Similarly, for taxis and truck drivers, of course employment is not down yet, the self-driving cars and trucks are a drop in the bucket. For now. But despite the legal barriers they’re now past MVP, and they’re growing at an exponential rate. And so on.

Economists are very smug and confident that the AI people don’t understand these basic economic facts when they make their forecasts. To some extent this is true, I do think others tend to underestimate these effects quite a bit, but if we all agree that Dario’s technological vision (which includes the geniuses in a datacenter within these 5 years) is accurate, then keep in mind we are only looking at entry-level positions?

What will (I predict) often happen in the slow-AI-progress and slow-diffusion scenarios is that the senior person uses the AI rather than hire someone new, especially rather than someone new who would require training.
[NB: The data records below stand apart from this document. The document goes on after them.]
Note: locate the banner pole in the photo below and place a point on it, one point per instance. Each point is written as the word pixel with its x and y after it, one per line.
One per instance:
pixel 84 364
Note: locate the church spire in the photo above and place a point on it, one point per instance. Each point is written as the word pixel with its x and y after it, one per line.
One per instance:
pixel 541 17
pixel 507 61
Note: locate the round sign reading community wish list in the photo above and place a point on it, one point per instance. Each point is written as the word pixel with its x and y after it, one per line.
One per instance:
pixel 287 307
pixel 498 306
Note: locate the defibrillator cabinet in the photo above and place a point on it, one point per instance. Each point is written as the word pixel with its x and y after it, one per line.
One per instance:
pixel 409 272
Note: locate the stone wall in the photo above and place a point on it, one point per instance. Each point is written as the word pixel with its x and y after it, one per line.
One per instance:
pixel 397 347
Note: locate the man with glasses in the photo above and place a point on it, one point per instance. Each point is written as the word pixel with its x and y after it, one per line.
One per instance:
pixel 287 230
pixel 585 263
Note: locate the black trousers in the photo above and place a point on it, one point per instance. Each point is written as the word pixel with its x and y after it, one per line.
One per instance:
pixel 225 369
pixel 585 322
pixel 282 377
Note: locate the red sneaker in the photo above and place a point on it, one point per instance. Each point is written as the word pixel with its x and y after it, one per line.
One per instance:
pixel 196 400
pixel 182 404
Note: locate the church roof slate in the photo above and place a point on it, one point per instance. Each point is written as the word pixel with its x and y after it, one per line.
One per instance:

The efficiency gains by senior people then cash out partly in reducing headcount of junior people, who are a lot less useful because the senior people can just prompt the AI instead.

Chris Barber: "Which jobs might AI automate first?"

I asked @jacobmbuckman. Jacob founded Manifest AI & is ex-Google Brain.

"By the time FAANG employees are feeling stressed, everyone else will have already felt a lot of stress, and society will have changed somewhat and new jobs will already be visible."

"If you're at an outsourcing consulting company that does basic implementation requests for clients, maybe you should be worried."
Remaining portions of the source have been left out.